Licenziamento discriminatorio: tutele ed entità del risarcimento

Il licenziamento discriminatorio è una fattispecie particolarmente odiosa trattata dall’ordinamento lavorativo italiano che si verifica quando il datore di lavoro interrompe unilateralmente il rapporto di lavoro non per ragioni inerenti al servizio quanto per caratteristiche personali del dipendente considerate sgradite che nulla hanno a che vedere con la prestazione lavorativa.

Nel presente articolo analizzeremo nel dettaglio le casistiche considerate discriminatorie, l’iter da seguire per fare valere le proprie ragioni ed ottenere giustizia, nonché l’entità e le modalità di calcolo del risarcimento previsto come sanzione per il datore di lavoro.

Iniziamo col dire che la legge individua chiaramente alcune categorie specifiche di discriminazione, anche se in generale sono vietati licenziamenti per motivi semplicemente insignificanti o pretestuosi, considerando certamente discriminatori i licenziamenti motivati da ragioni riconducibili a sesso, orientamento sessuale, età, origine etnica, nazionalità, opinioni politiche e fede religiosa del lavoratore.

La normativa tutela il lavoratore ingiustamente licenziato prevedendo anzitutto che il licenziamento sia nullo, cioè improduttivo di effetti, con la conseguenza che il datore di lavoro dovrà quindi reintegrarlo nel posto di lavoro e corrispondergli un’indennità risarcitoria commisurata all’ultima retribuzione globale di fatto.

In generale, l’entità del risarcimento va da un minimo di 5 mensilità a un massimo di 15 se il licenziamento è intimato da datori di lavoro non imprenditori, che salgono tra un minimo di 2 e massimo di 12 se il datore di lavoro ha invece la qualifica di imprenditore.

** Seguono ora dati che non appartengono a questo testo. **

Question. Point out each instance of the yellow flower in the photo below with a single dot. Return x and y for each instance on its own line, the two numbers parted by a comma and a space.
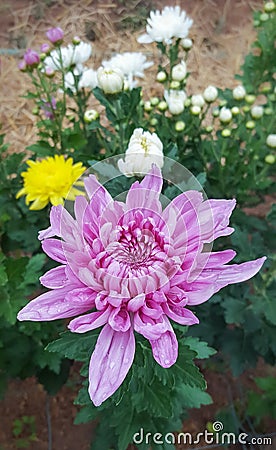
51, 180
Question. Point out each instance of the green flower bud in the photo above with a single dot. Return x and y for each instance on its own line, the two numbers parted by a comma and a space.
264, 17
154, 121
180, 125
270, 159
174, 85
269, 7
226, 132
162, 106
268, 111
235, 110
147, 106
154, 101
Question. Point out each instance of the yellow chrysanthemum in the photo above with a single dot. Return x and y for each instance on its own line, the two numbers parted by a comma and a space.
51, 181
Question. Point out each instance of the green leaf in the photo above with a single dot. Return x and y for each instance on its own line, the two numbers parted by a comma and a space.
200, 347
74, 346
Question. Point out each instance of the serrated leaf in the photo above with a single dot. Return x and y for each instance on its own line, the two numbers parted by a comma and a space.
200, 347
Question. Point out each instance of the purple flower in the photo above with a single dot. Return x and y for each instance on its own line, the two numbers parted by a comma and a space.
48, 108
55, 35
134, 267
31, 57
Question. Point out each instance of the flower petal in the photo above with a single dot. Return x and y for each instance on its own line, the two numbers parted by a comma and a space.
89, 322
110, 363
57, 304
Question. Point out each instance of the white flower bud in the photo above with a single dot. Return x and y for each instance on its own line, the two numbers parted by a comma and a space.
195, 110
179, 71
235, 110
187, 44
270, 159
225, 115
144, 149
226, 132
111, 81
198, 100
257, 112
161, 76
175, 101
180, 125
239, 93
90, 115
210, 94
271, 140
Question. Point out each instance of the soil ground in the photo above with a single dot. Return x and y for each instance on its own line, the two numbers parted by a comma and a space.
222, 35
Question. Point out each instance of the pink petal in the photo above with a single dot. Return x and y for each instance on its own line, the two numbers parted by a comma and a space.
89, 322
149, 328
110, 363
236, 273
54, 249
119, 319
165, 349
56, 304
54, 278
180, 315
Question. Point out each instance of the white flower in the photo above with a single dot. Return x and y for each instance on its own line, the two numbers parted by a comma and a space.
187, 43
225, 115
88, 79
210, 94
257, 112
179, 71
144, 149
163, 26
195, 110
197, 100
110, 80
175, 101
132, 64
65, 57
271, 140
239, 93
90, 115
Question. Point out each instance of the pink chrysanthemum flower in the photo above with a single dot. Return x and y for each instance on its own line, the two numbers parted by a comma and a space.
133, 267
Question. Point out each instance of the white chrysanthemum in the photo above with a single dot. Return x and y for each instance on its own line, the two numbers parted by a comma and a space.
179, 71
271, 140
175, 101
88, 79
132, 64
210, 94
239, 92
65, 57
197, 100
163, 26
225, 115
111, 81
144, 149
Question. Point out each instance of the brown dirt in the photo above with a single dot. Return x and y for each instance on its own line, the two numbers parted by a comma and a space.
222, 35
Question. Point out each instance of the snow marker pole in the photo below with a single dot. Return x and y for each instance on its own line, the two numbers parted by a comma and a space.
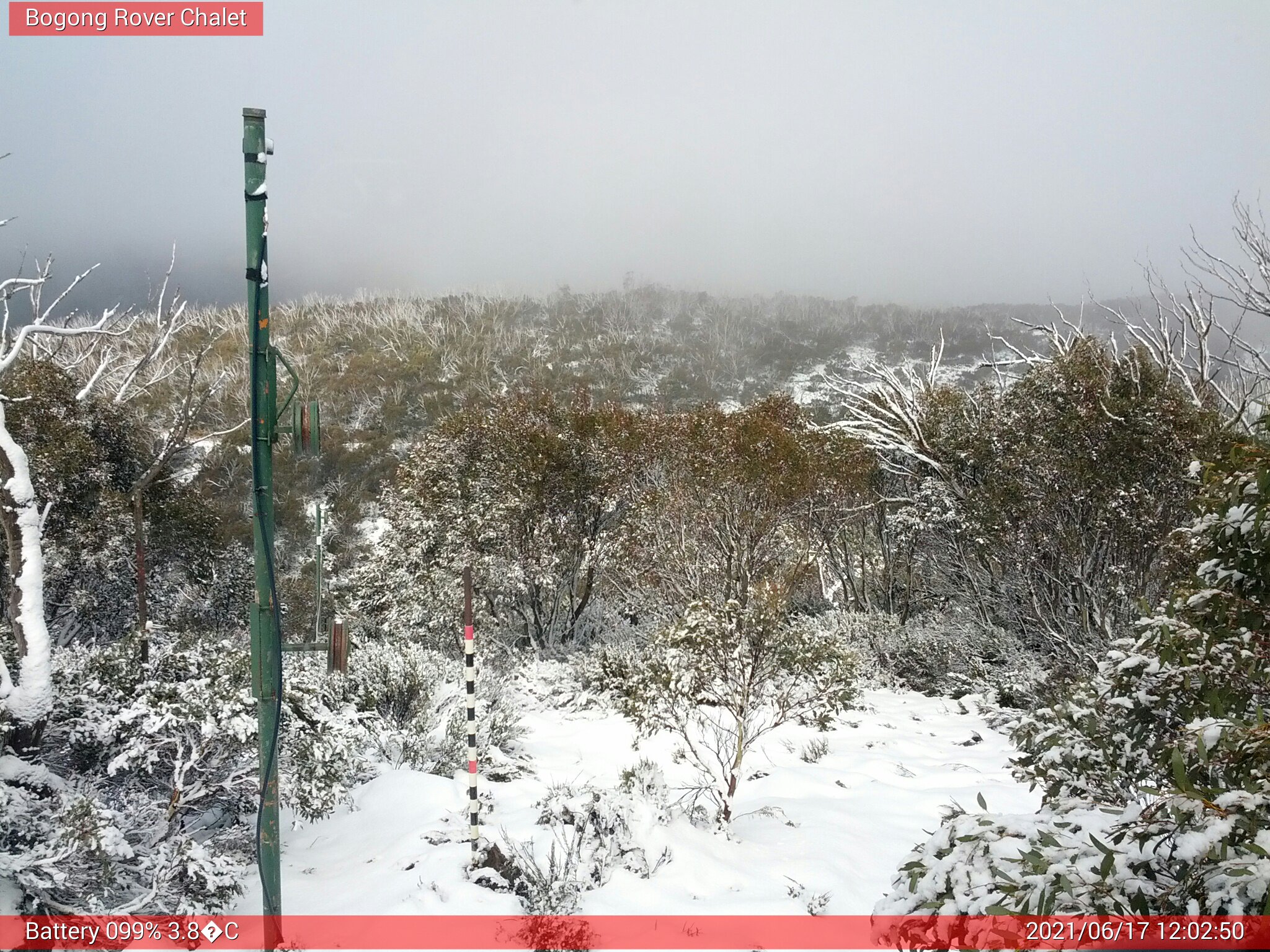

In aggiunta, oltre al risarcimento anzidetto spetta al lavoratore anche un’indennità contributiva e la rivalutazione delle somme dovute. In questo modo la legge mira a scoraggiare e sanzionare licenziamenti che hanno finalità chiaramente punitive o emarginanti, a tutela della dignità del lavoratore.

Nel caso di licenziamento discriminatorio, è fondamentale contestare tempestivamente il licenziamento, entro 60 (sessanta) giorni, presentando un ricorso al Tribunale del lavoro tramite l’assistenza di un avvocato preferibilmente specializzato in questa materia. Nell’atto vanno esposti in modo chiaro i fatti, le circostanze e le motivazioni per cui si ritiene che il licenziamento sia stato determinato unicamente da ragioni discriminatorie e persecutorie.

In udienza, il Giudice ascolterà le ragioni di entrambe le parti e valuterà le prove presentate, come documenti, intercettazioni acquisite e/o testimonianze. Se riscontrerà la fondatezza delle motivazioni del ricorso, disporrà la nullità del licenziamento obbligando il datore di lavoro, come già detto, a reintegrare il dipendente e a risarcire il danno subito con una somma che va da 5 a 15 mensilità.

Non è un percorso semplice, ma seguendo le tutele legali è possibile reagire a un licenziamento discriminatorio, ripristinare la propria dignità lesa e ottenere una sanzione esemplare nei confronti di una condotta inaccettabile. La legge è dalla parte di chi subisce simili abusi.